Le 28 janvier 1918 des grèves éclatent dans les usines de Berlin, et le mouvement ne tarde pas à s’étendre à toute l’Allemagne et touche les villes de Hambourg, Kiel, Dortmund, Munich et Dantzig. On compte plus de 500 000 manifestants dans les rues. Contrairement aux précédents mouvements sociaux, cette grève est teintée de revendications politiques pacifistes et de protestations contre la rupture des négociations en Russie. Dans les usines en grève, les ouvriers organisent des conseils de travailleurs ce qui inquiète le gouvernement qui voit dans ces Arbeitsrat une imitation des soviets créés par les bolcheviks en Russie. Décidés à prévenir une révolution, Friedrich Ebert et Philipp Scheidemann réussissent, en tant que dirigeants du SPD, à prendre la tête du mouvement. Il s’agit pour eux de mettre en avant les demandes sociales et de négocier avec le gouvernement pour éviter que les grèves ne dégénèrent en une révolution radicale et incontrôlable. Mais ni les ministres et encore moins les militaires allemands n’envisagent de négocier le moindre compromis avec ces agitateurs et choisissent la voie de la répression. Les meneurs syndicalistes (à l’exception des députés du SPD afin d’éviter une crise politique) sont arrêtés, des représentants de l’armée prennent le contrôle d’usines, et les journaux contestataires sont interdits. Le 31 janvier, l’état de siège est déclaré à Berlin tandis que certaines libertés individuelles sont suspendues. Le même jour, une manifestation interdite, tourne à l’émeute dans les quartiers de Berlin : des tramways sont renversés, des officiers sont molestés par des soldats en permission, la police charge les manifestants et on relève quelques morts. Finalement peu à peu le mouvement s’épuise et les ouvriers reprennent le travail. Lénine et Trotski doivent se rendre à l’évidence : les prolétariats allemand et autrichien ne sont pas encore mûrs pour la révolution.

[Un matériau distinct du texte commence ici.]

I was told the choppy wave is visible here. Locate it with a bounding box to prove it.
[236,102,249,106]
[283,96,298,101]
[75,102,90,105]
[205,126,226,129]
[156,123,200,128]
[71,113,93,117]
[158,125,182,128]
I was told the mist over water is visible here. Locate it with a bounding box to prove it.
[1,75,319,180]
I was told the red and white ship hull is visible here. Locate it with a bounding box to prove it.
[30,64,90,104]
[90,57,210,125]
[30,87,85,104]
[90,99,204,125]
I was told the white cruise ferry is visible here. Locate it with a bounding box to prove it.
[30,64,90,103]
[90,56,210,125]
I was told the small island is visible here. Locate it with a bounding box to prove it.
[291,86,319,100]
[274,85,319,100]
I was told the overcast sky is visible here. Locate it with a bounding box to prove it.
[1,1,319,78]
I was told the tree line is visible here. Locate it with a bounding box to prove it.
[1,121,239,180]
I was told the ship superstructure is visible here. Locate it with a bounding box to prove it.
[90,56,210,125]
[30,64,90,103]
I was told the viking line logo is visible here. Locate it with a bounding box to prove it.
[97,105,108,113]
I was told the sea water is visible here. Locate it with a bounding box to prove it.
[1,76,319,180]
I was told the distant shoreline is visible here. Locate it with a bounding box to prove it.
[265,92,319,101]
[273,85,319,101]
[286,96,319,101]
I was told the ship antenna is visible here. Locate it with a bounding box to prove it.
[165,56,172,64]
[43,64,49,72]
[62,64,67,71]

Le 31 janvier, à son retour à Brest Litovsk, Trotski déclare que la Russie refuse d’accepter le traité impérialiste allemand mais considère que la guerre est de facto terminée et décide donc en conséquence de démobiliser son armée. Les diplomates sont stupéfaits par cette désinvolture. Le général Ludendorff, agacé par les retards probables sur sa prochaine offensive à l’ouest, veut relancer immédiatement l’avancée de l’armée en territoire russe quitte à s’emparer de Petrograd si les bolcheviks ne se décident pas à signer. Il presse von Külmann de rompre définitivement avec les russes et prépare la rupture du cessez-le-feu en ordonnant la préparation de l’opération Faustschlag (Coup de poing). Côté autrichien, le comte Ottokar Czernin prévient ses homologues allemands : des troubles sont à craindre au sein de l’armée autrichienne en cas de reprise des hostilités sur le front de l’Est. Les soldats austro-hongrois ne comprendraient pas de devoir se battre et donc mourir pour assouvir des appétits allemands de conquête en Ukraine ou en Lituanie.

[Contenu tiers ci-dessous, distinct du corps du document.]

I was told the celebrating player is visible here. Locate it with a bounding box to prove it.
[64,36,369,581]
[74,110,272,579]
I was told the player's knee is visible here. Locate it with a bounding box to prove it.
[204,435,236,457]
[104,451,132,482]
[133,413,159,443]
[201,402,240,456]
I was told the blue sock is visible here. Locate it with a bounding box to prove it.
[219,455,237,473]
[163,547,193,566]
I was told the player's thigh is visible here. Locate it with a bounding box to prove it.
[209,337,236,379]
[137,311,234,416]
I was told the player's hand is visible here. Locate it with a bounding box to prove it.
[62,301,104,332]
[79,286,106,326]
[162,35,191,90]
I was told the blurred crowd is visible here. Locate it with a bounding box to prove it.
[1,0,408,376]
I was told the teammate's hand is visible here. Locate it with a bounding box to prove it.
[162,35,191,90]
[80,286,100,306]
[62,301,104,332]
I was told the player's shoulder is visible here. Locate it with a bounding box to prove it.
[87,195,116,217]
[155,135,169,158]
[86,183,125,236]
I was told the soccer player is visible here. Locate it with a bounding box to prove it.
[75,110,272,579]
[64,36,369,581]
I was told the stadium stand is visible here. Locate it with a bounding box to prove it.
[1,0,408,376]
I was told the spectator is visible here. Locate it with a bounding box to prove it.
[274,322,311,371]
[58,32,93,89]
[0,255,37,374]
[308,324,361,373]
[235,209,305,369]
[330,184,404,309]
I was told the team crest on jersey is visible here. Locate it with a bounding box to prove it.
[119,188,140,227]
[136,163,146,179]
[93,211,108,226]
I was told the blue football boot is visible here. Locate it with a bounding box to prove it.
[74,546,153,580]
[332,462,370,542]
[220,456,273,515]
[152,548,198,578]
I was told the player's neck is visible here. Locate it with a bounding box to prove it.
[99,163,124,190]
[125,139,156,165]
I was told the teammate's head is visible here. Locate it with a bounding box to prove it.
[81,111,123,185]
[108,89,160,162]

Depuis la révolution de 1917, l’Ukraine a sombré dans la guerre civile où s’oppose l’assemblée constituante (la Rada) de Kiev et le pouvoir révolutionnaire qui siège dans la partie Est de l’Ukraine à Kharkov tandis que des armées Blanches et de Cosaques monarchistes s’organisent en Crimée. Or du fait de ses ressources agricoles et en charbon, cette province est un enjeu stratégiques pour les belligérants. Le 9 février 1918, les troupes bolcheviks prennent temporairement le dessus et s’emparent de Kiev. Parallèlement, aux négociations de Brest-Litovsk, l’Allemagne traite avec la Rada ukrainienne qui en échange de la protection allemande et de la reconnaissance de l’indépendance s’engage à fournir aux Puissances Centrales le blé et les chevaux nécessaires à leurs armées.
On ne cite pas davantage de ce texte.